A mediados de los años noventa, ejercía yo como gestor económico en mi querida Universidad de Oviedo bajo la supervisión de una dura interventora accidental. Durante el proceso de fiscalización de los expedientes -todo un juego del gato y el ratón entre ambos funcionarios- no es infrecuente que los gestores debatan con vehemencia con el interventor defendiendo su punto de vista en algún asunto susceptible de interpretación. Recuerdo que mis argumentos ponderaban especialmente la flexibilidad, la economía o la eficacia y se estrellaban ante el fortín amurallado de la legalidad y las interpretaciones más prudentes de la responsable del control interno. Sin embargo, al poco una sentencia judicial en relación con la plantilla invirtió nuestros papeles: ella pasó a gestora y yo a interventor. Como en una obra de teatro, nos vimos de golpe interpretando lo contrario de lo que decíamos unos días antes, para risa de los asistentes a las mesas de contratación. Y así debía ser, si queríamos cumplir correctamente las responsabilidades de nuestros nuevos puestos.

El gestor, en un egoísmo racional, siempre pide a su interventor: «Tráeme soluciones, no problemas». No obstante, les recomiendo que, aunque lo piensen, no lo digan nunca ya que les suele ofender mucho, porque los órganos de control deben aislarse de los problemas. Con frecuencia trabajan duro como aguafiestas de persuasivos alcaldes o directores generales.

Este reparto de papeles tan diferenciado exige habilidades personales y directivas distintas. Por lo general, el gestor es más superficial en la manera de abordar los asuntos del trabajo, un surfista; mientras que quienes se encargan del control deben ser más quisquillosos, su trabajo es bucear con detalle entre pliegos de papel o las pantallas de ordenador. Y así las cosas, el mundo del control es una buena escuela: haces pocos amigos pero te acostumbras a trabajar con la precisión de un artesano.

Es oportuno recordar, como dijo nuestro Tribunal de Cuentas, que la actividad las Unidades de Intervención «no suele tener tarea fácil ni agradable, pues el ejercicio correcto de su trabajo puede dar lugar a situaciones de malestar y teórico enfrentamiento con los ordenadores de pagos en lo que respecta a la corrección y adecuación de aquéllos». Lo dijo con ocasión del pago indebido de una esquela en varios periódicos nacionales cuyo texto omitía la mención de la corporación que la financiaba y exigiendo, por tanto, su reintegro al interventor y al vicepresidente de Ceuta.
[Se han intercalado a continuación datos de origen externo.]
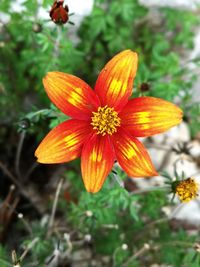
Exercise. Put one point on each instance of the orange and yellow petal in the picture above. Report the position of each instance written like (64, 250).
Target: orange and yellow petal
(115, 82)
(64, 142)
(146, 116)
(71, 95)
(97, 159)
(132, 155)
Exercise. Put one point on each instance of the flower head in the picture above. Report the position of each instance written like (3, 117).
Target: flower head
(105, 124)
(186, 189)
(58, 12)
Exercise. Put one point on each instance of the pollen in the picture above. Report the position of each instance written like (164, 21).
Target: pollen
(187, 190)
(105, 120)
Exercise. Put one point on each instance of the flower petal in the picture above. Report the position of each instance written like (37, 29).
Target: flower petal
(64, 142)
(115, 82)
(70, 94)
(146, 116)
(97, 160)
(132, 155)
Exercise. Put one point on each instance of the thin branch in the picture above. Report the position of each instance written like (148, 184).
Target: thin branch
(29, 247)
(51, 220)
(18, 154)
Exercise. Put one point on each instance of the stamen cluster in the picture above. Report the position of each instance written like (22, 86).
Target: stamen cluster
(105, 120)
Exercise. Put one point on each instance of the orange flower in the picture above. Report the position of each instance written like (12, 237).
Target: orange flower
(104, 123)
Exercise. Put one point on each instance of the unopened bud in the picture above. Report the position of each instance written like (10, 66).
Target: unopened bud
(124, 246)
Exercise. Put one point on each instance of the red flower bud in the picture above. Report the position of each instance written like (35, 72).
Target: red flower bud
(58, 13)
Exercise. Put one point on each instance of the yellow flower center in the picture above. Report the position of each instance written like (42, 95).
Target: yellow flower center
(105, 120)
(187, 190)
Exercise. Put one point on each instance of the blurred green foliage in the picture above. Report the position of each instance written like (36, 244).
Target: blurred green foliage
(30, 47)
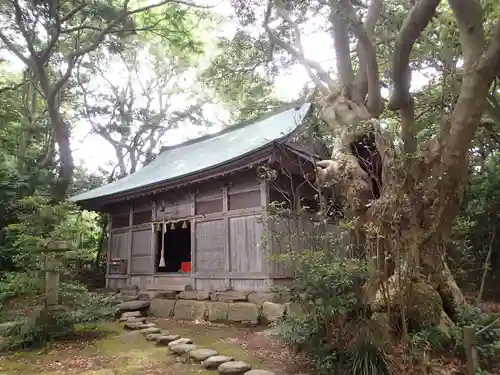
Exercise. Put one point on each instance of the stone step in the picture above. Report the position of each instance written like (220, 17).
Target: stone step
(234, 368)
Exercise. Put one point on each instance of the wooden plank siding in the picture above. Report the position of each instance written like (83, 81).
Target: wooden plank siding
(227, 247)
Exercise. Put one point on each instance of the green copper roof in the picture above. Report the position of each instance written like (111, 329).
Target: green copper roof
(206, 152)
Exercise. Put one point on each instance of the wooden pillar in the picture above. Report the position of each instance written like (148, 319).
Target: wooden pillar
(227, 244)
(129, 244)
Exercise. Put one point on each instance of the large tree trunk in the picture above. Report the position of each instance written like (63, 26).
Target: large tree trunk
(404, 199)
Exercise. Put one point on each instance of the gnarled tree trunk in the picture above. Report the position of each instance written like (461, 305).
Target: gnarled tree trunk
(404, 199)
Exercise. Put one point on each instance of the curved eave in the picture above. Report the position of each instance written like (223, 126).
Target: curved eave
(248, 160)
(222, 170)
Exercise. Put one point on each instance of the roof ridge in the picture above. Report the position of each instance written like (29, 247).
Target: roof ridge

Los ejecutivos, los políticos, gestionan fundamentalmente personas y se basan en la confianza, en la empatía que les permite influir en el comportamiento de sus colaboradores, en su entrenada capacidad para negociar con inteligencia. Frente a tanta destreza, el trabajo del interventor -como el del auditor- se basa en la desconfianza, en las evidencias y en su capacidad para resistir o aislarse de las presiones, sobre todo -y quiero reconocer la encomiable tarea que realizan- en pequeños o medianos ayuntamientos.

De hecho, hay una actitud peculiar que se denomina en todo el mundo oficialmente como «escepticismo profesional». Aparece recogida en las Normas Internacionales de Auditoría como un «estado mental inquisitivo» y una evaluación crítica que requiere un «cuestionamiento continuo» sobre si la información y la evidencia obtenidas sugieren un error o un fraude.

En definitiva, durante los procedimientos de fiscalización «no debe quedar satisfecho por la creencia de que la administración y los encargados del gobierno corporativo sean honrados», dice la norma, para perplejidad de gerentes y directivos; ¿malpensados?, ¿maniáticos? Sin duda. Cumplen con su obligación, y con ello nos protegen a todos, aunque con el paso del tiempo gestor y controlador van desarrollando una complicidad de matrimonio forzoso donde éste descubre con facilidad los vanos intentos de aquél para colarle algún imaginativo marrón, haciendo buena la frase de Lope de Vega: entre casado y cazado, sólo hay una letra.